こちらとしては眼を見開き、わけのわからない感情を胸中でころりころりと転がすだけだ。
というのも、俺としては目の前でまるで拗ねた幼子のような様子である彼女と、かつての旅で見た冷静で優秀で、何事にも抜け目のないフィアラート・ラ・ボルゴグラードが余りに一致しない。
いや勿論、これまでの言動も少なからずかつての姿から外れていたことは間違いないのだが。今回の姿は今までの姿よりも更に大きく外れたものに違いない。
大体、少なくとも俺のような人間に弱みを見せる存在ではなかったのだが。
「だなぁ。ルーギスの兄ぃ、姉御にはぁ感謝しなきゃ駄目だ。此処数日、殆ど寝ずに番してたんだからよぉ」
相変わらず何処かおっとりとした声が、ぎぃ、と部屋のドアを開く音と共に訪れた。
扉をくぐるのに頭を下げねばならない巨体、貧民窟の住人、ウッドだ。そうして彼に連れられたのだろうか、妹セレアルも一緒に部屋へと入ってくる。セレアルは唇を閉じたまま、何処か気まずそうに瞳を揺らしていた。
しかしなるほど。数日、か。ということは、今俺が過ごしている夜は、あの昼より連続したものではなく、もう暫くの日が経っているという事になるらしい。
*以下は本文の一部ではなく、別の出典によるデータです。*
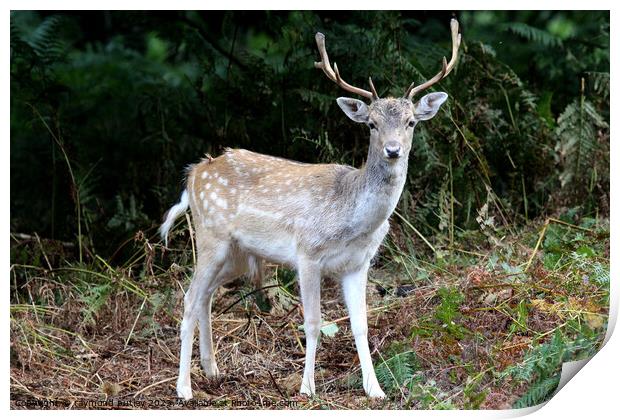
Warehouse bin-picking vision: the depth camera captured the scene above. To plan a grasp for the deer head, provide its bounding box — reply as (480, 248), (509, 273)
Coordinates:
(314, 19), (461, 163)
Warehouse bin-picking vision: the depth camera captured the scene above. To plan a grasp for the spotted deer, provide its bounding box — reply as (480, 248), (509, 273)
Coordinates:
(160, 19), (461, 399)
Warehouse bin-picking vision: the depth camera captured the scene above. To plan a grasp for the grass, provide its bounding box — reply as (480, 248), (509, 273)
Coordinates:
(10, 217), (609, 409)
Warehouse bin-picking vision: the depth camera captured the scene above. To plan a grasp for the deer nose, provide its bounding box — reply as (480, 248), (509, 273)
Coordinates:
(383, 141), (400, 159)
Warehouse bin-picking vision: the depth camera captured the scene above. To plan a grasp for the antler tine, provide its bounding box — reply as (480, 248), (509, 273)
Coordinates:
(314, 32), (379, 101)
(404, 19), (461, 100)
(368, 77), (379, 101)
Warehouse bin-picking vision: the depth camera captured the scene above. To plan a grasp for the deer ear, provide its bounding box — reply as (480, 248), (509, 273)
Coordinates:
(413, 92), (448, 121)
(336, 98), (368, 123)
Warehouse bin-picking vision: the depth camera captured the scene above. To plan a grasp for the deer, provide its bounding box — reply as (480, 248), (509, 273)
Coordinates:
(160, 19), (461, 400)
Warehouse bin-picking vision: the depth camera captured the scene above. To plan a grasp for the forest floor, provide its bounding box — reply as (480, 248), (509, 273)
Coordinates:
(10, 219), (609, 409)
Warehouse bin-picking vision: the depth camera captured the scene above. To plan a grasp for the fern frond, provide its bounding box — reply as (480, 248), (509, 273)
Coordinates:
(513, 375), (560, 408)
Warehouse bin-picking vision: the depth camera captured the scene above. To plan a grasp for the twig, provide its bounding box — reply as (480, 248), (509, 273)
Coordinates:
(125, 298), (146, 349)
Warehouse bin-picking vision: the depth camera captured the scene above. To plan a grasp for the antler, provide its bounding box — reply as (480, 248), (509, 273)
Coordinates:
(404, 19), (461, 100)
(314, 32), (379, 101)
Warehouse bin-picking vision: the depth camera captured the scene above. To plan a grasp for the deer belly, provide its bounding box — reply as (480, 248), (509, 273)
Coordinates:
(323, 221), (389, 275)
(233, 226), (297, 266)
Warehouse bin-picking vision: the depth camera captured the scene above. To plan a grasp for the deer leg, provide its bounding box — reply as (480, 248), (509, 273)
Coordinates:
(298, 261), (321, 395)
(342, 264), (385, 398)
(177, 246), (226, 400)
(198, 258), (248, 377)
(198, 290), (220, 377)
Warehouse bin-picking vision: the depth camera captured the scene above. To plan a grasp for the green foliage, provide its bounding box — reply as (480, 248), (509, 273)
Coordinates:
(375, 351), (418, 393)
(435, 287), (467, 339)
(500, 330), (598, 408)
(11, 11), (609, 257)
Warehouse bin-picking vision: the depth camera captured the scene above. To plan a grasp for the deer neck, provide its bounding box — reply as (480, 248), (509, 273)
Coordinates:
(348, 148), (408, 233)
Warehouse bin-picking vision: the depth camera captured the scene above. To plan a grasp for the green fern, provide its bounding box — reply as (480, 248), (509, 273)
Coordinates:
(513, 375), (560, 408)
(555, 96), (608, 187)
(500, 22), (562, 47)
(375, 351), (417, 393)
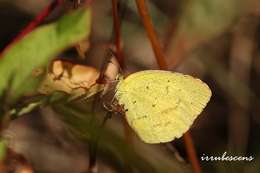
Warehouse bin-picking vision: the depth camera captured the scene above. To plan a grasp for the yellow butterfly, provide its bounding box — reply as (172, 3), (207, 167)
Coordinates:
(115, 70), (211, 143)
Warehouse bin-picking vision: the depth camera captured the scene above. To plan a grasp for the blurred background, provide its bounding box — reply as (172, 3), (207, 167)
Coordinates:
(0, 0), (260, 173)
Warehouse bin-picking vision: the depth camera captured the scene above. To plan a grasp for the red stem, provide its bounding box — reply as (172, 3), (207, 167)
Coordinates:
(0, 0), (63, 58)
(135, 0), (202, 173)
(112, 0), (125, 69)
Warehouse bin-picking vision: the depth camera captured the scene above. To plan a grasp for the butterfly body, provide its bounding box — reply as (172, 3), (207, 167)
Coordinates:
(115, 70), (211, 143)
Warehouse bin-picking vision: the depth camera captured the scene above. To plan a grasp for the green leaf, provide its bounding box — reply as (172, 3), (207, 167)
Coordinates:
(0, 8), (91, 101)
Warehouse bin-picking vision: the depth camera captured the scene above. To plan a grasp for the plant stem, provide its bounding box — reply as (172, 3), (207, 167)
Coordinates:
(135, 0), (202, 173)
(112, 0), (125, 69)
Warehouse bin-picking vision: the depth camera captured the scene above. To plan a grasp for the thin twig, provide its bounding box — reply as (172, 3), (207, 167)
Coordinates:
(136, 0), (202, 173)
(0, 0), (63, 58)
(135, 0), (168, 70)
(112, 0), (125, 69)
全く、夢魔が俺の夢を相当に気に入りでもしたのだろうか。
「――そりゃ当然、感謝の言葉しかないさ、フィアラート。お前がいなかったら、俺は今頃死神と添い寝をしなきゃいけない所だ」
だから、心よりの敬意と感謝をと、唇を濡らしながら言った。
それに、フィアラートに命を救われるというのは、そう言えば一度目ではない。地下神殿でも此の命は救われた。
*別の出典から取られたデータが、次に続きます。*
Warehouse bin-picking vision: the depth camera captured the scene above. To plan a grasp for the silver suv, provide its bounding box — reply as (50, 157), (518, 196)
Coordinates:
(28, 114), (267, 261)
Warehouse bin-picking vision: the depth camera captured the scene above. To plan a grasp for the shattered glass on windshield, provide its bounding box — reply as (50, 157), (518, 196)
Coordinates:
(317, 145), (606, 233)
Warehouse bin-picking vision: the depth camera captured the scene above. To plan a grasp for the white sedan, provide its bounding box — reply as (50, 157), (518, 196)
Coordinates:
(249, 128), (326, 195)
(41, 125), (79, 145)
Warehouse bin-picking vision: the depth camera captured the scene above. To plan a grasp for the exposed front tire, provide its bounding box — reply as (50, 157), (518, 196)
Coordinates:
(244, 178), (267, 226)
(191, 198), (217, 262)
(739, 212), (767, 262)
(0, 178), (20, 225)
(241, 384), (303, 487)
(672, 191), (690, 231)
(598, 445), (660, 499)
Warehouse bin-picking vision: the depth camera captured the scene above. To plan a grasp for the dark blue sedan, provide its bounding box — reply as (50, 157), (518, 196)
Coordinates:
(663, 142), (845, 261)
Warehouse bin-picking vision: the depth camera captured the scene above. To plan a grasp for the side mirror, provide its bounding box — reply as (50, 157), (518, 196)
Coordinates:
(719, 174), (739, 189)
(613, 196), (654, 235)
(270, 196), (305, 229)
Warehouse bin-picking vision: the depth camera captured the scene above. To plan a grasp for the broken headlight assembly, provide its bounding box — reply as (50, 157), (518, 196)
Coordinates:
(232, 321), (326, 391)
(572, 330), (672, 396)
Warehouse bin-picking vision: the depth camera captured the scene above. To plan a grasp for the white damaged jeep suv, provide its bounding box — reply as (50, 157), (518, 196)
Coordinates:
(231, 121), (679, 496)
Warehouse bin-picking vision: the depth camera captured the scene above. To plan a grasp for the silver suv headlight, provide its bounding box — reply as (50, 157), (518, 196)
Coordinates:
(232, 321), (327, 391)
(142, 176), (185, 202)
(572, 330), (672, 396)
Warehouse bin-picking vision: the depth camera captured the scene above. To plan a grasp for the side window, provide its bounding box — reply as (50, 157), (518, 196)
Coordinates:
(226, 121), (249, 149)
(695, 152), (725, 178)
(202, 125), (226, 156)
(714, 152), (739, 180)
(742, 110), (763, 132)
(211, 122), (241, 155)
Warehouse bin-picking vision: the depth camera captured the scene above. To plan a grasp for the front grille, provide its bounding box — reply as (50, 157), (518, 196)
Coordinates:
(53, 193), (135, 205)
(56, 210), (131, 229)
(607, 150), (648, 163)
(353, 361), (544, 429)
本当に、彼女がいなければすでに絶命していて当然のもの。幸運の女神には見放されていたが、黒髪の女神には見放されなかったらしい。
という事を含めながら、言葉を部屋に響かせる。それは紛れもなく俺の心の底からくみ上げた、裏表無い言葉に違いなかった。
しかし流石に、含羞だ。こうにも真っすぐに心に従って言葉を吐くことは、そうあるまい。
だが、カリア相手に恩を売られるより幾分か良いだろう。彼女相手であれば、何をさせられるか分かったものではない。言葉だけで済まないのは確かだ。
一瞬、フィアラートの恥ずかしさのような、妙に籠った吐息が零れ、そうして
「……もう一回。いえ、私が満足するまで」
嘘だろう、おい。
そうして、何故かは知らないが俺はそこから数度、フィアラートが満足するまで散々、恥をかき続けることになった。
ウッドと、セレアルの聞く前で。
別にフィアラートの方が、カリアよりマシだとかそういうものではないことが、よく分かった。
*
「あ゛ぁ……じゃあ、オレァからも、兄ぃと姉御に礼だ」
俺の喉が随分と水分を失い、フィアラートが吐息を漏らして満足した後、何処か遠慮がちにウッドが切り出した。
ウッドはその巨体を大きく屈め、頭を下げる。
「セレアルを、ありがとう……兄ぃ、姉御。もう、感謝してもしきれねぇ……」
それは何処か、泣き出しそうな声だった。思わず、目を細める。それは感謝の念だけでなく、悔恨と、情けなさが混じった声。
無言のままのセレアルも、その兄の態度に顔を顰めながら、小さく頭を下げる。
「オレァが……オレが行ければ、良かったってのによぉ」
それは、吐き出すような言葉。腹の奥底に重りをつけて沈めていたものが、苦しみに耐えかねて思わず浮き上がったようだった。
唇を僅かに噛み、言葉を選ぶようにして、言う。
「フィアラートにはともかく、ウッド、俺に礼を言う必要はない。そういう契約だろうに」
そう、これは契約だ。
俺と、この兄妹との関係は、一つの契約の上に成り立っているに過ぎないのだ。